As if things weren’t looking bad enough, everyone’s favorite post-apocalyptic anime about burnt-out millennials and depressed zoomers, Neon Genesis Evangelion, is on the timeline today.
Yesterday, photographer Jintak Han shared a video on Twitter of what it looks and sounds like to reload the new printer. The printer in question, a Canon imagePROGRAF Pro-2100, “loads ink like it’s a freaking Evangelion” according to Han.
Video of the printer looks an awful lot like an entry plug, which a GIF later down in the thread shows is inserted into the mech’s spine (yes, they have spines). Entry plugs act as cockpits for the child pilots of Hideaki Anno’s legendary ‘90s mecha anime. They’re filled with LCL fluid that pilots can breathe in and that helps support their abilities behind the monstrous war machines.
The tactile mechanisms, clicky sounds, and chunky, utilitarian plastic construction of the printer wooed fans, sending the tweet into virality this morning. “I want every interaction with technology I have to look like this,” read one popular reaction.
Another Twitter user added, “I’m not going to lie: enterprise tech designed for rapid maintenance is sexy.”
Evangelion jokes also ensued. “So that’s how the cruel angel prints their thesis,” one user wrote.

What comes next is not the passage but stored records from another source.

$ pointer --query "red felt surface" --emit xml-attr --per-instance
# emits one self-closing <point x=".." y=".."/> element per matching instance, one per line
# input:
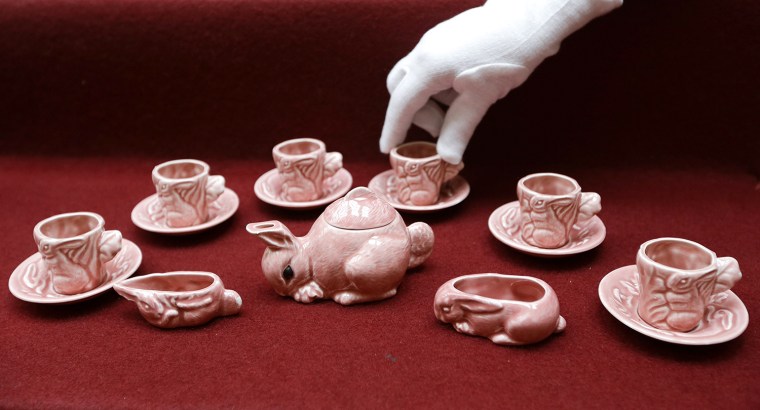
<point x="651" y="106"/>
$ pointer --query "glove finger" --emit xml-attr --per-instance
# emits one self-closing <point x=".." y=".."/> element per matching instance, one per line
<point x="396" y="75"/>
<point x="446" y="97"/>
<point x="463" y="116"/>
<point x="430" y="118"/>
<point x="406" y="99"/>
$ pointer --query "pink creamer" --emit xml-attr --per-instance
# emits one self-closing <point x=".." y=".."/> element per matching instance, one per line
<point x="357" y="251"/>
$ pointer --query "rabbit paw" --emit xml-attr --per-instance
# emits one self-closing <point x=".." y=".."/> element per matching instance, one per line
<point x="307" y="293"/>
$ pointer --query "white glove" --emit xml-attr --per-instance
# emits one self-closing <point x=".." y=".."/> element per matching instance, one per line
<point x="474" y="59"/>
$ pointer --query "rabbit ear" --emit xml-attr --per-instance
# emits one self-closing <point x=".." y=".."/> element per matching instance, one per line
<point x="127" y="292"/>
<point x="274" y="233"/>
<point x="478" y="306"/>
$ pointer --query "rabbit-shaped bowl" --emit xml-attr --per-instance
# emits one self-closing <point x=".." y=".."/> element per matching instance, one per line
<point x="180" y="299"/>
<point x="357" y="251"/>
<point x="508" y="309"/>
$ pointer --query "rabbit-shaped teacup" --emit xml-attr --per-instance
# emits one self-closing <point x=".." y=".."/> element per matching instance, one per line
<point x="179" y="299"/>
<point x="509" y="310"/>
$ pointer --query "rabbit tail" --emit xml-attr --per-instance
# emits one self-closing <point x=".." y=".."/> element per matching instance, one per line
<point x="422" y="239"/>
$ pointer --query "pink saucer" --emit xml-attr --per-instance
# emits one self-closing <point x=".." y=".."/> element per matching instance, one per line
<point x="30" y="280"/>
<point x="726" y="317"/>
<point x="452" y="193"/>
<point x="267" y="189"/>
<point x="505" y="227"/>
<point x="218" y="211"/>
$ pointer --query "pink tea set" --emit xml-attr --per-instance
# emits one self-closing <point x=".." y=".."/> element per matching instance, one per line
<point x="359" y="250"/>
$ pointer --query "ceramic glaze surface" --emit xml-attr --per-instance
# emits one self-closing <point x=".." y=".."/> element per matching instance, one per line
<point x="74" y="247"/>
<point x="180" y="299"/>
<point x="185" y="191"/>
<point x="507" y="309"/>
<point x="147" y="214"/>
<point x="504" y="224"/>
<point x="32" y="282"/>
<point x="419" y="173"/>
<point x="550" y="205"/>
<point x="362" y="263"/>
<point x="303" y="166"/>
<point x="725" y="316"/>
<point x="452" y="193"/>
<point x="678" y="279"/>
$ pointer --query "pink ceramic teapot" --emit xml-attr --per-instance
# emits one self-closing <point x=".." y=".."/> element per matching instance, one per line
<point x="357" y="251"/>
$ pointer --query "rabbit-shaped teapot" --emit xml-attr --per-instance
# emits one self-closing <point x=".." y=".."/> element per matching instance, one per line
<point x="357" y="251"/>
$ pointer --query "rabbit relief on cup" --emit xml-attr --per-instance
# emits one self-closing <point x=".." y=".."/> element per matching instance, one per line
<point x="550" y="204"/>
<point x="75" y="248"/>
<point x="303" y="165"/>
<point x="357" y="251"/>
<point x="185" y="191"/>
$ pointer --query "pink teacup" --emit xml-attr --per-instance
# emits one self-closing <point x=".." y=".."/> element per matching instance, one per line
<point x="179" y="299"/>
<point x="303" y="165"/>
<point x="419" y="172"/>
<point x="550" y="204"/>
<point x="185" y="191"/>
<point x="678" y="278"/>
<point x="74" y="247"/>
<point x="509" y="310"/>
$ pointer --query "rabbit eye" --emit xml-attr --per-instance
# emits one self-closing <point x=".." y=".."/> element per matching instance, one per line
<point x="287" y="273"/>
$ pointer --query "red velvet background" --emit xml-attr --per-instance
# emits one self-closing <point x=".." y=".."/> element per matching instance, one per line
<point x="653" y="106"/>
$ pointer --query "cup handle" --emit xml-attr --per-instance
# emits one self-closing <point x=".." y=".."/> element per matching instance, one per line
<point x="728" y="274"/>
<point x="109" y="245"/>
<point x="214" y="187"/>
<point x="333" y="163"/>
<point x="591" y="204"/>
<point x="452" y="170"/>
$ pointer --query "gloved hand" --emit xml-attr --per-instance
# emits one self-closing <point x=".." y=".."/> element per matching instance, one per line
<point x="472" y="60"/>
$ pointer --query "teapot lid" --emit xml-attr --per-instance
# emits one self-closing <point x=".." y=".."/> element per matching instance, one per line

One onlooker even added the series’ iconic battle theme, “Decisive Battle,” over the footage with some extra saturation, and all the clicks just fit.
Anno created Evangelion at the studio Gainax in 1995 and 1996 and would later go on to found Studio Khara to animate the Rebuild of Evangelion, the final film of which ⏤ Evangelion: 3.0+1.0 Thrice Upon a Time ⏤ premiered last year.
Neon Genesis Evangelion is available to stream on Netflix and is distributed physically by GKIDS, while Rebuild of Evangelion is available digitally on Amazon Prime Video.